Like me, he never married, had children, or joined “Memores Domini” (that I know of, lol!) He lived his solitude with dignity and faith and relished in and cherished the family that CL created for him.

I had always hoped we would all end up together at the “CL Old Folks Home” (by the way, I hope someone is working on this…? I am sure our Italian friends are on it, so we should follow suit!). Tom and I would argue over the answers to the New York Times Crossword puzzle and talk over each other as we overshared about our new favorite book.

Alas, that is not to be. I loved Tom and I will miss him. Our paths diverged when I came home to Upstate New York and he moved to Texas, but as is the case with a true friendship, I always felt his presence in my life. He was one of those people that I knew, knew absolutely, positively, if I needed him, he would be there for me in whatever way he could.

Oh Tom.

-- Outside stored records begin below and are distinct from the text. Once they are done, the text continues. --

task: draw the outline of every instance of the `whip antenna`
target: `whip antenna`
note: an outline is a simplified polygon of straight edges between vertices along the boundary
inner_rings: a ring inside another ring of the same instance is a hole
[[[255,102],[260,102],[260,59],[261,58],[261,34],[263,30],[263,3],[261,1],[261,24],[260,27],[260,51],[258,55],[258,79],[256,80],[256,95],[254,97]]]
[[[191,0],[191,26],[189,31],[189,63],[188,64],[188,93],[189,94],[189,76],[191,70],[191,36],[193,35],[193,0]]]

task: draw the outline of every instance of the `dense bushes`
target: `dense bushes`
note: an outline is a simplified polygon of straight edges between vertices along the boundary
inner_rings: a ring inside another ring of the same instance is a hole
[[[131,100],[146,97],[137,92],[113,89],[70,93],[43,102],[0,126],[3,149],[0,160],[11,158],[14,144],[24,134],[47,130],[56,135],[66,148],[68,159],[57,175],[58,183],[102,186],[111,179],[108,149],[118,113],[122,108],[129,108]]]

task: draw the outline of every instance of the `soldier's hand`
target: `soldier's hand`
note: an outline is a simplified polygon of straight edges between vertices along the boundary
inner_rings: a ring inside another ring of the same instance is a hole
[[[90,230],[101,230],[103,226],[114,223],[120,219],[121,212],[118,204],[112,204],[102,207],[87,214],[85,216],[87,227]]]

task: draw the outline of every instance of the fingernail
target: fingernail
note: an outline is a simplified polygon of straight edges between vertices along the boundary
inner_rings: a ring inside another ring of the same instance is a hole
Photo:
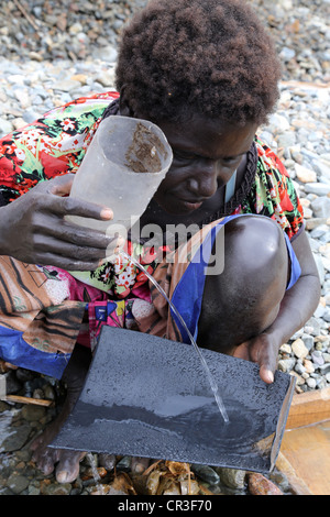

You dear man. How loved you were. What a great intercessor all of us have gained this day. May your memory be eternal. It’s important to talk about people like Tom. We think of saints as heroic figures, dramatic figures. If a saint Tom was, it was because he was always present, always interested in everyone around him. As far as I know, he never fell in love, romantically, but love was ever-present in his life. What a man.